EWS Strawman Comparison
Hospitals do not assign survival odds (unless there is some morbid patient pool amongst healthcare professionals I am not aware of), so the researchers used EWS (Early Warning Score) as a baseline for comparison. The idea behind EWS is clinical deterioration can be seen through changes in multiple physiological measurements (e.g. blood pressure, pulse, oxygen etc.). EWS is NOT used as a predictor of mortality in practice, but an at-risk indicator understood in conjunction with patient diagnosis / assessment.
The reason why Google’s NN performs better than EWS alone (divorced from context of condition, which is not hospital practice) is likely due to it picking up key terms (e.g. “severe trauma”) in patient charts that are highly correlated to mortality. This hypothesis is partly validated by the case study where Google’s NN assigned higher mortality (19.9% vs 9.3% EWS) because it picked up terms like “malignant”, “metastatic”, and “cancer” (see diagram below) which us common folk know to be correlated with mortality.
It is doubtful if Google’s NN will be remarkably more “accurate” when pitted with expert assessments in practice vs. decontextualized diagnostic score at a 24 hour interval. I also call BS on claims that assigning mortality odds will improve healthcare – the whole point of the medical profession is helping patients beat those odds, not accepting an algorithmic fate.
People still get hit by lightning despite the odds.
And some even get hit by lightning more than once! Some articles cited the case study in the paper where after 24 hours of admission, Google’s NN gave a patient with breast cancer patient 19.9% chance of dying vs. EWS’s 9.3%. They make a big deal about the patient dying 10 days later as an indicator of the accuracy of Google’s NN merely because the odds given were 10% higher. If you were to accept these odds as literal predictive power (as the journalists have erroneously done), technically Google’s NN did no better because it gave the patient 80% survival rate which means she should have survived.

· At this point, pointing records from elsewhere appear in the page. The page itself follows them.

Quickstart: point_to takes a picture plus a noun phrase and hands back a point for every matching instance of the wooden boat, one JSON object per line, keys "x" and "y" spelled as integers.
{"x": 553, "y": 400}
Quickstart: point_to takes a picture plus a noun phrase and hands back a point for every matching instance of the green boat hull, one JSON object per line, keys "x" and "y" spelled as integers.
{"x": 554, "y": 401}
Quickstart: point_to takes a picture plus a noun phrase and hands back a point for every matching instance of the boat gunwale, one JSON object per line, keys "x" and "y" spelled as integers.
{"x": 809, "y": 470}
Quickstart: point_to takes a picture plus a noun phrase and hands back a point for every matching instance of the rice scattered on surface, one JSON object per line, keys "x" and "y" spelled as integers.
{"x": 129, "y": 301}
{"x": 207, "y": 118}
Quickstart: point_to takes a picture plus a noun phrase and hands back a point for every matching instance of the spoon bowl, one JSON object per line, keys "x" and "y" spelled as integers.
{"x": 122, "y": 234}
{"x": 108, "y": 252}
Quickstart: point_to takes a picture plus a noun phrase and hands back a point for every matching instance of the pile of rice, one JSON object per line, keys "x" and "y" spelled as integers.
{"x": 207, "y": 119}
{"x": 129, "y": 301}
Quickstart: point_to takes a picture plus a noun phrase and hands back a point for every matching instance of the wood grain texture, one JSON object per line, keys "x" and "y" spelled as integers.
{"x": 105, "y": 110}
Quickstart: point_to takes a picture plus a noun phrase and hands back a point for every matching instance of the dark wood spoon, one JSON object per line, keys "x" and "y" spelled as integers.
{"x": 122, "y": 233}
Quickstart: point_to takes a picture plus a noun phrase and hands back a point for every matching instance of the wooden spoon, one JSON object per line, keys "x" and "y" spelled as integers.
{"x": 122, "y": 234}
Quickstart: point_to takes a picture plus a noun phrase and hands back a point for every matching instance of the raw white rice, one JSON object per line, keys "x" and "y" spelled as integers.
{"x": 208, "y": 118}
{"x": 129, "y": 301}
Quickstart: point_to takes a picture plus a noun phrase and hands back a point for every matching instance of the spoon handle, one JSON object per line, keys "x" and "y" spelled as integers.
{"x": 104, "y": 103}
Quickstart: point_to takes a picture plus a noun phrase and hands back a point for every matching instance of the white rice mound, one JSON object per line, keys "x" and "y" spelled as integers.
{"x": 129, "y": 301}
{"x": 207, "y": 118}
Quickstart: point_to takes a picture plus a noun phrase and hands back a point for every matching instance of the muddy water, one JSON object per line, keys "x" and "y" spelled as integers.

Whether 19.9% or 9.3% chance is moot, it is no different than being assigned odds of winning the lottery. Probabilities are not predictions – they are merely a rational framework to understand the chaotic world. There is no math nor model that can ascertain whether you would be the lucky / unlucky one.
Glorifying Curve-fitting
Despite the hype, deploying AI/Big Data/whatever is not a panacea for all ills. Most people do not realize Accuracy and Over-fitting are both sides of the same coin – both result in a high AUROC model. Methinks instead of the 19.9% odds Google’s NN gave the breast cancer patient, the journalists will do better to write about more meaningful contributions such as mathematical model for forecasting metastatic breast cancer survival, which was accomplished without requiring a crapload of servers and private medical data.